Several amicus briefs filed with the Court in Fulton, including ours, highlighted the direct injury to foster children caused by limiting their placement prospects.

The City of Philadelphia, as parens patriae (that is, acting in its parental capacity), has a duty of the highest order to protect foster children confined to its care and custody. Accommodating CSS’s religious rejection of same-sex families harms foster children and breaches the city’s fiduciary duty to them by frustrating, rather than facilitating, their best placement option—loving foster homes. However, protecting and advancing foster children’s interests is neither asserted by the City of Philadelphia nor acknowledged by the Court in Fulton as a compelling goal, reinforcing the vulnerability of children in our foster care systems and in our constitutional jurisprudence. 

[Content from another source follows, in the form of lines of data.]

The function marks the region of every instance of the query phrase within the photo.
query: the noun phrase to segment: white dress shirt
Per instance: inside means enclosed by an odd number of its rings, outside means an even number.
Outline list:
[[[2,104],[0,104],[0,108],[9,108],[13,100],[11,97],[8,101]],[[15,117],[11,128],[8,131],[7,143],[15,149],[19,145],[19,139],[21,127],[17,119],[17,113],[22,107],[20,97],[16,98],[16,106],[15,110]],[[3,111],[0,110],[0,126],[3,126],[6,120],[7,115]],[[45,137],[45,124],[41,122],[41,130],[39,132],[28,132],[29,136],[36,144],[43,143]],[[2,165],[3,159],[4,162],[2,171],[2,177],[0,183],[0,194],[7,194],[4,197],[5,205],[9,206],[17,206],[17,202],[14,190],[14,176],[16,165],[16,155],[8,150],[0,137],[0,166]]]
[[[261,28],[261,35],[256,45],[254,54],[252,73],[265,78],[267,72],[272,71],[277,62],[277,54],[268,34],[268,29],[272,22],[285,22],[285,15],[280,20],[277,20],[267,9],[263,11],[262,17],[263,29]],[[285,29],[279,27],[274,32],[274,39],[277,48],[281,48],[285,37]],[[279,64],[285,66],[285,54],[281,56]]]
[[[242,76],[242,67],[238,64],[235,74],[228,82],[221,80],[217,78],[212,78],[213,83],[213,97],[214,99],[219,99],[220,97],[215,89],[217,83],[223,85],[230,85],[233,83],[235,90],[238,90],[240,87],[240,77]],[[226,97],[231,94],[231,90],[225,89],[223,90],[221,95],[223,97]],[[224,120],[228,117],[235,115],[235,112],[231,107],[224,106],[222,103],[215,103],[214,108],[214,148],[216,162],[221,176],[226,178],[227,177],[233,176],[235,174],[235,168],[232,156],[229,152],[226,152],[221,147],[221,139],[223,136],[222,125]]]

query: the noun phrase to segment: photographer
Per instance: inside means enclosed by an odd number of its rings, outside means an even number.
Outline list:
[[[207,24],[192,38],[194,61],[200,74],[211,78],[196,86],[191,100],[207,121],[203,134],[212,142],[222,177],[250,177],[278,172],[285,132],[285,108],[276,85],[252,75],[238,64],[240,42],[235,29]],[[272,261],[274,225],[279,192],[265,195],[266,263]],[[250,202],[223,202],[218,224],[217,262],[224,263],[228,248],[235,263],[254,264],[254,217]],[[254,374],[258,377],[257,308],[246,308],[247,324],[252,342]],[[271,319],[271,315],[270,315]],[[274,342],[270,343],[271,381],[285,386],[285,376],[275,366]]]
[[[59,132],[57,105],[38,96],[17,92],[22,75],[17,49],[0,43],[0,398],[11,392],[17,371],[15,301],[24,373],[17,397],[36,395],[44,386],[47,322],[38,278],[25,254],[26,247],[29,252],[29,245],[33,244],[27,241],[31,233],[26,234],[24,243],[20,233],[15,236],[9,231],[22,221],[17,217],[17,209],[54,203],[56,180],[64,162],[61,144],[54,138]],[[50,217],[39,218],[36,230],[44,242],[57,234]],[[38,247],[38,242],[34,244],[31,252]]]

Religious beliefs are sacred and are afforded significant constitutional protection, but that protection is not absolute. State action infringing religious liberty is subject to strict scrutiny, the most rigorous constitutional review, and to clear the constitutional hurdle the standard erects, the infringement must advance a compelling interest and be narrowly tailored to achieve those interests. Enforcement of Philadelphia’s non-discrimination policy, which served the city’s duty as parens patriae to optimize placement options for its foster children by ensuring inclusive certification processes and expanding the pool of eligible foster families, should have been weighed as a compelling interest in the constitutional calculus. And, the City of Philadelphia missed an opportunity to cast foster children’s interests as constitutionally relevant, focusing instead on the goals of maximizing the number of foster parents (without emphasizing the resulting injury to waiting children), protecting the city from liability, and ensuring equal treatment of prospective foster parents and foster children. Finding none of these goals to be sufficiently compelling, a unanimous Supreme Court held, “The refusal of Philadelphia to contract with CSS for the provision of foster care services unless it agrees to certify same-sex couples as foster parents cannot survive strict scrutiny....”

Enforcement of Philadelphia’s non-discrimination policy should have been weighed as a compelling interest in the constitutional calculus.

There was space in the Court’s constitutional analysis to consider the interests of foster children and the city’s parens patriae duty to protect them. Children’s interests embody a moral imperative and a compelling justification for state action aligned with the fiduciary duty owed to foster children as wards of the City of Philadelphia. Children’s interests can and should operate as constitutional check on religious conduct that injures them. Moreover, foster children’s interests in being free from harmful placement policies should be asserted with, not eclipsed by, adults’ rights to be free from discriminatory placement policies. Foster children’s interests and LGBTQ+ prospective parents’ rights represent two sides of the same coin. 

LGBTQ+ advocates and religious rights groups may disagree about whether the Fulton decision represents a victory for religious liberty at the expense of anti-discrimination norms and LGBTQ+ rights. What is not in dispute, however, is that foster children and their interests were treated by the Court as not being sufficiently significant to be weighed in the constitutional calculus. The net effect of the Fulton decision is that Philadelphia’s foster children will be harmed by the Court’s greenlighting of CSS’s practice of categorically rejecting same-sex couples as prospective foster parents—a harm that inexcusably escaped the Court’s attention. 

The net effect of the Fulton decision is that Philadelphia’s foster children will be harmed by the Court’s greenlighting of CSS’s practice of categorically rejecting same-sex couples as prospective foster parents.

Amid the Supreme Court’s sound and fury about Smith’s awkward and confusing application to religious liberty interests, there was a deafening silence about the direct harm foster children will experience at the hands of the exemption the Court embraced. In the Court’s decision in Fulton, children and their interests were neither seen nor heard.